I have recently become a fan and collector of small boutique Blu-ray label Deaf Crocodile who specialize in films from Eastern Europe including collections of Soviet-era Russian animation and a sublime Soviet-era Russian western called White Sun of the Desert (Vladimir Motyl, 1969), which was a massive hit throughout the Soviet sphere of influence. The absolute treasure from among the standing Deaf Crocodile roster, however, is their gorgeous three-disk box of films by super obscure Finnish filmmaker Teuvo Tulio, a director who routinely combines deep, excoriating melodrama and a heightened pictorialism that in 1973’s rapturous Sensuela extends to work with primary colours that might even make the great Doug Sirk’s jaw drop, if only perhaps for a moment. Tulio is the traditional Scandinavian with respect to his frankness concerning the body and sexuality.
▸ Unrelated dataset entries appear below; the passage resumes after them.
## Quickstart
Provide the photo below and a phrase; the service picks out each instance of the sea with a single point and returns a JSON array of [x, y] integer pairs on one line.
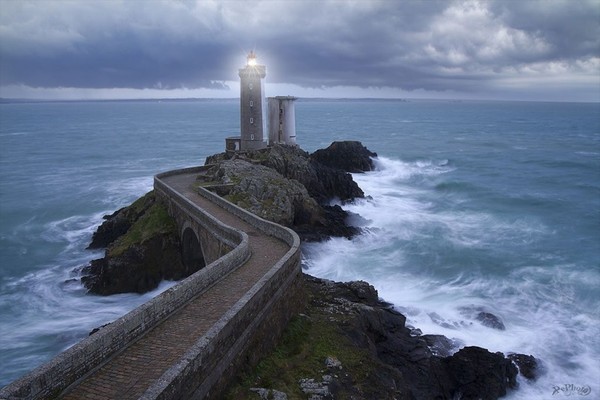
[[474, 206]]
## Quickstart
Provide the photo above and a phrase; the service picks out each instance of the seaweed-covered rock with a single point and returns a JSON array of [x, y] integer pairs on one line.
[[140, 259]]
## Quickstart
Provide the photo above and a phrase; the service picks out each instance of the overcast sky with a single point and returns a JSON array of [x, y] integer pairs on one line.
[[511, 49]]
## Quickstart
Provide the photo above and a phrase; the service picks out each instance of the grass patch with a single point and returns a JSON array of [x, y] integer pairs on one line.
[[241, 199], [301, 353], [156, 220]]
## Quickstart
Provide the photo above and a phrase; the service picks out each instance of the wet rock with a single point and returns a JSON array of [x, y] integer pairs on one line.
[[480, 374], [440, 345], [490, 320], [269, 394], [323, 182], [485, 317], [527, 364], [119, 222], [349, 156]]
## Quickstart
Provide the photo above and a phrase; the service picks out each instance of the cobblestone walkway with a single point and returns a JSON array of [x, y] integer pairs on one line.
[[128, 374]]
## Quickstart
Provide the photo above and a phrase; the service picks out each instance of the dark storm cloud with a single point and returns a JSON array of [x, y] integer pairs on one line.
[[432, 45]]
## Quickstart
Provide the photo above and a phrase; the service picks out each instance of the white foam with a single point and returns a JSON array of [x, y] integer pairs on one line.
[[540, 304]]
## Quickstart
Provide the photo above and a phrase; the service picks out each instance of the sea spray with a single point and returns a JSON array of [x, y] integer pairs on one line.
[[442, 260]]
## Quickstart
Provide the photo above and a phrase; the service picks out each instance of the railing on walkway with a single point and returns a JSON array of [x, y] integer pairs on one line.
[[221, 343]]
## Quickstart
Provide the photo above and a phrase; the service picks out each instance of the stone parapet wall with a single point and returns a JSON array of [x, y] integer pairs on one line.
[[204, 371], [50, 379], [250, 327]]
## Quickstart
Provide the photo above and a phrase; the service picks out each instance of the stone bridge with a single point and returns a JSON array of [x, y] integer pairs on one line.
[[187, 342]]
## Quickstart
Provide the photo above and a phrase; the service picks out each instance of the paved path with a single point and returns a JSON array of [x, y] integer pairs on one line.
[[128, 374]]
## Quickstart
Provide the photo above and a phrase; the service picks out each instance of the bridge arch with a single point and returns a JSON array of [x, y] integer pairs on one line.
[[191, 249]]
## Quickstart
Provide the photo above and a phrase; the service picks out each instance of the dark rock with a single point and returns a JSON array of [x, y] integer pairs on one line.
[[479, 374], [283, 185], [323, 182], [140, 259], [485, 317], [412, 367], [120, 221], [349, 156], [490, 320], [527, 364], [140, 268], [440, 345]]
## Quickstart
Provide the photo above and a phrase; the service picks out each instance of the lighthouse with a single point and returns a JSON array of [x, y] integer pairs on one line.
[[251, 104]]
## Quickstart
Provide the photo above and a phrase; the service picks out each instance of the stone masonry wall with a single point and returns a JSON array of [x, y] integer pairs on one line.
[[52, 378]]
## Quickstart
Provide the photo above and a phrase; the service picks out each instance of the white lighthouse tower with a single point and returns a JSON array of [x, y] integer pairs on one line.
[[251, 104]]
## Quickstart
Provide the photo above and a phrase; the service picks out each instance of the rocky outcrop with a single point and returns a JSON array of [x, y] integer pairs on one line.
[[349, 156], [376, 355], [285, 185], [119, 222], [138, 260], [322, 182]]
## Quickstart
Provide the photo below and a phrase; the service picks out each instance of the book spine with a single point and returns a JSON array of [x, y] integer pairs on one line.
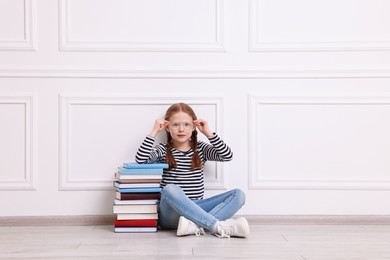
[[138, 190], [140, 171], [146, 166]]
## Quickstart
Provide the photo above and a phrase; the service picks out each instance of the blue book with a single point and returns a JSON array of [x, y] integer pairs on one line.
[[146, 166], [135, 190], [140, 171]]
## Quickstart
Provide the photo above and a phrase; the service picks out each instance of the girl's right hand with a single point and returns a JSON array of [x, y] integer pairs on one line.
[[159, 125]]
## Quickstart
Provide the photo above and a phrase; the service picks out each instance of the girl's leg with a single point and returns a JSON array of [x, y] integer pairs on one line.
[[175, 203], [225, 205]]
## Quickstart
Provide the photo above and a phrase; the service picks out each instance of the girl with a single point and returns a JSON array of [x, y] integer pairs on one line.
[[182, 206]]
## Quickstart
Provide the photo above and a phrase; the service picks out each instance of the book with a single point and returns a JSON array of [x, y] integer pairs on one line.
[[136, 223], [132, 165], [140, 171], [127, 216], [138, 176], [127, 202], [137, 196], [135, 229], [134, 208], [118, 184], [138, 190], [139, 180]]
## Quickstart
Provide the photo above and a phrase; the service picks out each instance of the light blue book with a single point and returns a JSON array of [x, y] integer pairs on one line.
[[146, 166], [140, 171], [135, 190]]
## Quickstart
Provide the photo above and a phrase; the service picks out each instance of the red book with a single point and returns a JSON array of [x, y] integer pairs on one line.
[[136, 223], [138, 196]]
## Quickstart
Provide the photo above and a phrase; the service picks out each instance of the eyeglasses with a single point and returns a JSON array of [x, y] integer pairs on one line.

The early films from the 1940s have some light playful nudity redolent of Harriet Andersson running around the beach in the buff for Ingmar Bergman in 1953’s Summer with Monica. I suspect a massive majority of people don’t know it anymore, but it may be helpful to have oneself reminded that the Swedes, in an age before the ubiquity of porn, actually singlehandedly produced a global market for soft-core erotic movies. You won’t really be surprised by that fact when you see Sensuela, which is less titillating than it is outright eye-popping. The provenance of blue movies may no longer seem so hazy or opaque. Sex frankness is public hygiene. Freud said so and so do the people and the landscapes of Finnland…don’t ask me to explain it, it’s complicated. One person to whom Teuvo Tulio is in no way obscure is contemporary deadpan Finish formalist Aki Kaurismäki, who has long hailed his predecessor as the great master. To get a sense of what Tulio’s work is and what it does it might be helpful to think of the above-established masters Douglas Sirk and Aki Kaurismäki…and then add just a touch of Canada’s Guy Maddin…for the purple prose and green fogs, aye?
It remains a bit of a challenge for me to comprehend, but somehow back in the early ‘00s my girlfriend Corinne had seen a few Takashi Miike films before I had seen even one such film. In part, Miike’s breakthrough with Western audiences and markets was hastened along by the extremely strong response a small package of his features elicited at the Vancouver International Film Festival in 1999, that year’s infamous Audition included. A Pan-Asian film festival in Calgary screened Dead or Alive (also '99) at the Uptown Stage and Screen and even though she’d already seen it Corinne and I checked it out together. My immediate response to the film was that it was probably the most exciting and playfully transgressive genre movie I had ever seen and that it definitely had the best ending ever conceived for a Japanese yakuza movie. I remember asking Corinne why nobody else can make movies like that. As a frenetically active director, Miike takes on everything, working on children’s movies, popular manga adaptations, and shocking transgressive provocations (my highest recommendation extends to 2001’s Visitor Q). A polymath director is usually a puzzle player and a problem solver and Miike strikes me as an artist operating parallel to an arch modernist the likes of Georges Perec. 2001’s Agitator, a variegated yakuza epic recently released on Blu-ray from Radiance (where this already long film is joined by an extended version split into two parts), is guerrilla cinema in the strictest sense because, as Miike points out in a recent interview, no official permits were obtained for any exterior shooting. Miike makes his movie encyclopedic by approaching each scene/sequence in terms of the logic, problematics, and formal considerations of the specific scene or sequence in question. How do you crowd as much of the world as you can into a scene? From a formal standpoint, the main concern is how does everything bind and cohere when it’s this radically elastic? I think what we will tend to find is—as in the films of Alain Resnais and Raúl Ruiz—that the roots and tubers running beneath us and throughout us, per Gilles Deleuze and Félix Guattari, are in fact not a red thread but rather the labyrinth we ourselves run as long as it’s got us hooked and at its mercy.